July 23, 2008
Contact: Michelle Alvarez, AARP, 202-434-2560, firstname.lastname@example.org
AARP The Magazine, the definitive voice for 50+ Americans and the world’s largest-circulation magazine with more than 34 million readers, today announced the top ten healthiest cities to live and retire in with Ann Arbor, MI, Honolulu, HI, Madison, WI, Santa Fe, NM, and Fargo, ND taking the top five rankings. Featured in the September/October issue, the magazine also named five additional cities that received high marks for vitality and great living conditions including Boulder, CO, Charlottesville, VA, San Francisco Bay Area, Minneapolis–St. Paul, MN, and Naples-Marco Island, FL.

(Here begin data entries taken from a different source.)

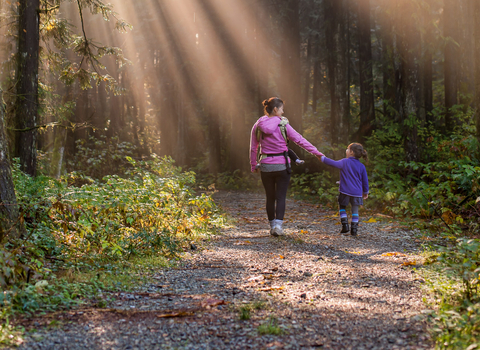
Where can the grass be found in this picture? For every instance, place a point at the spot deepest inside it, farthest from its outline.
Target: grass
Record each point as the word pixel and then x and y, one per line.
pixel 245 311
pixel 126 276
pixel 270 327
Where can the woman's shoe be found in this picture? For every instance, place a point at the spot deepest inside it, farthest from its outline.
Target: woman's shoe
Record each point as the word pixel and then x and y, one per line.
pixel 353 230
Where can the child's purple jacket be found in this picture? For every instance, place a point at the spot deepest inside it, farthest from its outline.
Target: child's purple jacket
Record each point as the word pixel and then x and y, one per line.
pixel 353 175
pixel 273 141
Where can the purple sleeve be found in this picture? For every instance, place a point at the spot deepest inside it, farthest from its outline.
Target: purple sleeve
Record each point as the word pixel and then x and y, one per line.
pixel 335 163
pixel 365 181
pixel 301 141
pixel 253 148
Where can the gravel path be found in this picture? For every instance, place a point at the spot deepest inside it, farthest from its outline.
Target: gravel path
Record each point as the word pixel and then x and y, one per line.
pixel 310 289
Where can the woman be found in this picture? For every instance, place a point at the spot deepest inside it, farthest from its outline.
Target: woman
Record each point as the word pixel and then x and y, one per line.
pixel 274 161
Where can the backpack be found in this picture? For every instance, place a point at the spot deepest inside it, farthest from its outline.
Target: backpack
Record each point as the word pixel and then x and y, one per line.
pixel 259 134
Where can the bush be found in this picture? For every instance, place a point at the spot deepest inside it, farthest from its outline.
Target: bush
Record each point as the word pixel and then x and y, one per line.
pixel 153 210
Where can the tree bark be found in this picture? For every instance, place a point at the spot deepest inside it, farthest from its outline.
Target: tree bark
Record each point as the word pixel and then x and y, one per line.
pixel 26 108
pixel 9 216
pixel 336 65
pixel 477 65
pixel 409 82
pixel 367 107
pixel 428 64
pixel 451 62
pixel 290 81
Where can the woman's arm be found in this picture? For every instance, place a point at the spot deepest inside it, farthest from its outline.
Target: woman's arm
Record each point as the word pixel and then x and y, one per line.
pixel 253 147
pixel 301 141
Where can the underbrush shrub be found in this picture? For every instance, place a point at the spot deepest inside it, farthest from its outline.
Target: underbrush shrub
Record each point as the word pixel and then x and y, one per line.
pixel 454 281
pixel 151 210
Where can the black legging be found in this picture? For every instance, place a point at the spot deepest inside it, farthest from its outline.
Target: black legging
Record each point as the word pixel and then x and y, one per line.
pixel 276 185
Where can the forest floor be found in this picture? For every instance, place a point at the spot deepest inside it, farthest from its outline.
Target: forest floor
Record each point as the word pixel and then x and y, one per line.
pixel 312 288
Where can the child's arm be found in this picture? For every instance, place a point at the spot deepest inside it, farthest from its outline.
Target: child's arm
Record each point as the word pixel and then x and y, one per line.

AARP The Magazine evaluated over 20 measures of vitality to help make its decisions and incorporated not only the physical aspects of a community (clean air and water), but also the health and habits of people who live there, taking into special consideration the health needs of people age 50+. Communities were chosen based on various criteria including opportunities for exercise, number of doctors in the area, availability of healthcare, diagnosis of health problems, healthy eating habits, and more. The magazine also evaluated quality of life measures such as housing affordability, the local economy, educational resources, crime, climate, recreational amenities, and arts and culture to help make their selections.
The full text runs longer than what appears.